Boosting a dog’s immune system can help prevent pemphigus foliaceus in dogs in the ways listed below. 

  • Allergy Relief: The risk of allergic reactions is minimized when a dog’s immune system is supported. Allergic reactions contribute to pemphigus foliaceus. Allergies damage the skin and trigger high immune system activity in the skin. 
  • Skin Infection Control: A strong immune system fights off bacterial and fungal pathogens that cause chronic skin infections, which increase the PF risk in predisposed dogs. 
  • Overarching Wellness: A complete dog immune system boost helps keep the dog healthy, which is vital because PF is prevalent in dogs with underlying health conditions.  

Is there a way to prevent Pemphigus Foliaceus in dogs?

No, there is no way to prevent pemphigus foliaceus in dogs. Owners are able to reduce the risk of PF in predisposed dogs. 

Support the dog’s immune system and manage underlying skin conditions promptly to avoid chronic infections. Avoid exposure to UV light as it triggers PF episodes. Do not medicate the dog without consulting the veterinarian. 

Are certain breeds of dogs more prone to Pemphigus Foliaceus?

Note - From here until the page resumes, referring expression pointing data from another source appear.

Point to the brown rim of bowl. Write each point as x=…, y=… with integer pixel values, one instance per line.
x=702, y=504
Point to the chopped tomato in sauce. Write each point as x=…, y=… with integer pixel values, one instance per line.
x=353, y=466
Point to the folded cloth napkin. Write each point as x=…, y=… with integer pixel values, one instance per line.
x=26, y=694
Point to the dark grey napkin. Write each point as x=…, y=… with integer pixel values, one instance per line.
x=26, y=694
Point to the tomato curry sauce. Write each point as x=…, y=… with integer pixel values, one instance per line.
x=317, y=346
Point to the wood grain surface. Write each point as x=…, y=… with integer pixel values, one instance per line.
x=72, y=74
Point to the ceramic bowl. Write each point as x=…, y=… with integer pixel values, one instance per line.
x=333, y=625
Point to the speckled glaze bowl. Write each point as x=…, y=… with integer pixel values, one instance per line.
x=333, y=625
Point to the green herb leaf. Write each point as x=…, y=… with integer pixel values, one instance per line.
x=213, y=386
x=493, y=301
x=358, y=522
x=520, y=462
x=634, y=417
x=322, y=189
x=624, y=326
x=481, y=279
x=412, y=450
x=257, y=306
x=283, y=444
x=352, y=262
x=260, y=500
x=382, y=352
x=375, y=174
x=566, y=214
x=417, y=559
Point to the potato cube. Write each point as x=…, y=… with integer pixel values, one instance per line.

Yes, certain breeds of dogs are more prone to pemphigus foliaceus. High-risk breeds for PF are Collies, Dobermans, Akitas, and Chow Chows. Other risky breeds include Schipperkes, Cocker Spaniels, Newfoundlands, and Dachshunds.  

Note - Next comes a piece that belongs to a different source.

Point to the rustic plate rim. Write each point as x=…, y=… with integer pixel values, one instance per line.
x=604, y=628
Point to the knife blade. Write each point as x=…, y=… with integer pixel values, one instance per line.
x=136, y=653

Pemphigus foliaceus was prevalent among Bearded Collies, Akitas, Newfoundlands, and Schipperke dogs in a study “Pemphigus Foliaceus in Dogs: A Review of 37 Cases” published in the Journal of The American Veterinary Medical Association in 1985. 

The cutaneous adverse medication reaction form of PF is common in Labrador Retrievers and Doberman Pinschers. Cutaneous adverse reactions include undesirable skin function, structure, or mucus membrane changes. 

What is the difference between Pemphigus Foliaceus and Pemphigus Vulgaris?

The difference between pemphigus foliaceus and pemphigus vulgaris (PV) is in mucosal membrane involvement and disease severity.  

Pemphigus foliaceus causes skin lesions on the superficial skin layers. Pemphigus vulgaris damages mucosal membranes. Dogs with PV have lesions on the mouth and eyelids. 

Pemphigus vulgairs is a more severe condition than pemphigus foliaceus. PV has a poor prognosis and is fatal in many cases.